Leanne Taylor

Personal information
- Born: July 27, 1992 (age 33)
- Website: www.leanne-taylor.com

Sport
- Sport: Paratriathlon
- Disability: PTWC

Medal record
Women's paratriathlon
Representing Canada
Summer Paralympics
| Bronze medal – third place | 2024 Paris | PTWC |
Americas Championships
| Gold medal – first place | 2024 Miami | PTWC |
| Silver medal – second place | 2022 Sarasota-Bradenton | PTWC |
| Silver medal – second place | 2023 Sarasota | PTWC |

= Leanne Taylor =

Canadian paratriathlete

Leanne Taylor (born July 27, 1992) is a Canadian paratriathlete.

== Early life ==
Taylor was born in England and is from Oak Bluff, Manitoba. She moved to Wasaga Beach, Ontario when she was 10-years old and graduated from Jean Vanier Catholic High School in Collingwood, Ontario now called Our Lady of the Bay Catholic High School.

== Career ==
In 2019, Taylor competed in her first paratriathlon, the Paratriathlon American Championships in Florida. She failed to qualify for the Tokyo Olympics in 2021.
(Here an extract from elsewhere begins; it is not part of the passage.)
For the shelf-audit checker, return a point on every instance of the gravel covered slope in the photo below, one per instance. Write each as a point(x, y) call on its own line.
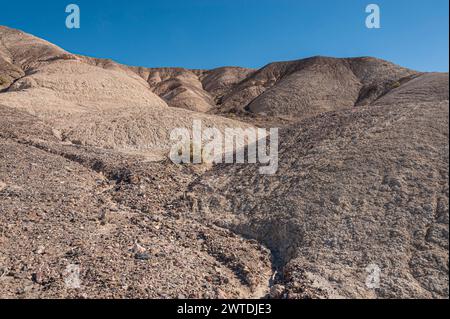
point(360, 187)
In 2024, Taylor won the Americas Paratriathlon Championships Miami in the Women's PTWC classification. Taylor won her first career gold medal on the World Triathlon Para Series circuit at the Swansea event in 2024 with a time of 1:12:21. She placed second at the next World Triathlon Para Series event that year in Montreal.
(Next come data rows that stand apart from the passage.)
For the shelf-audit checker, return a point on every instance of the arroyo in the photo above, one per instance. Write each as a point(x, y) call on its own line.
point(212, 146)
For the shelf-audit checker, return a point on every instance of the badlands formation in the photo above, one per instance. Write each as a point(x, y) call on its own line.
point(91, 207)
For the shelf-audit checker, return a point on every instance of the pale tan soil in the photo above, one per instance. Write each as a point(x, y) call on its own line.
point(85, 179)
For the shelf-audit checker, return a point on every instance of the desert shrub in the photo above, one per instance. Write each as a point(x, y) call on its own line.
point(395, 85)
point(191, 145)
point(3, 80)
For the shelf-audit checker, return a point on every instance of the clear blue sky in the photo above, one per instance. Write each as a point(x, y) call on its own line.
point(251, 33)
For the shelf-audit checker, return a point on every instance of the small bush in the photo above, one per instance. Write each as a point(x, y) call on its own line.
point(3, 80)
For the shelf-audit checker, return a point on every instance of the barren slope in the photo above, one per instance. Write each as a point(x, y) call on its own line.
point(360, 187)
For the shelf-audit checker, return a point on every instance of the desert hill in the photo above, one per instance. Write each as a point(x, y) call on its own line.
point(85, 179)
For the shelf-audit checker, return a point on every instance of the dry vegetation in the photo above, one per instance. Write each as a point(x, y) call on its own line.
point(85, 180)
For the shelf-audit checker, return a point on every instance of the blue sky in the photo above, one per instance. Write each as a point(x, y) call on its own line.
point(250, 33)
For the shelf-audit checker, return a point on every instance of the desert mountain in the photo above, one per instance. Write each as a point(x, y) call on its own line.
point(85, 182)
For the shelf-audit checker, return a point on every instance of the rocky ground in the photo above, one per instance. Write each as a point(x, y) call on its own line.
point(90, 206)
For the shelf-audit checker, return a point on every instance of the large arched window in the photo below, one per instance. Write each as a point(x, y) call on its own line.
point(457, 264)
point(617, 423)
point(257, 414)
Taylor competed in paratriathlon at the 2024 Summer Paralympics and won a bronze medal in the PTWC event. She was the first Canadian woman to win a Paralympic medal in paratriathlon. Following the 2024 Paralympics, Taylor began training for the 2028 Paralympics with coach Lisa Mensink. She placed third in the women’s division of the Philadelphia Marathon in November 2024. She sat out the 2025 paratriathlon circuit due to pregnancy and will return to the sport for the 2026 World Para Triathlon Series opener in Yokohama, Japan.

== Personal life ==
Taylor was paralyzed from the waist down in a mountain biking accident in Bison Butte Trail in southwest Winnipeg in 2018, when she broke her back at the 11th thoracic vertebrae. She lives in Winnipeg with her husband, Scott Dyck, and is a compliance officer for a pharmaceutical company. She gave birth to her son in July 2025.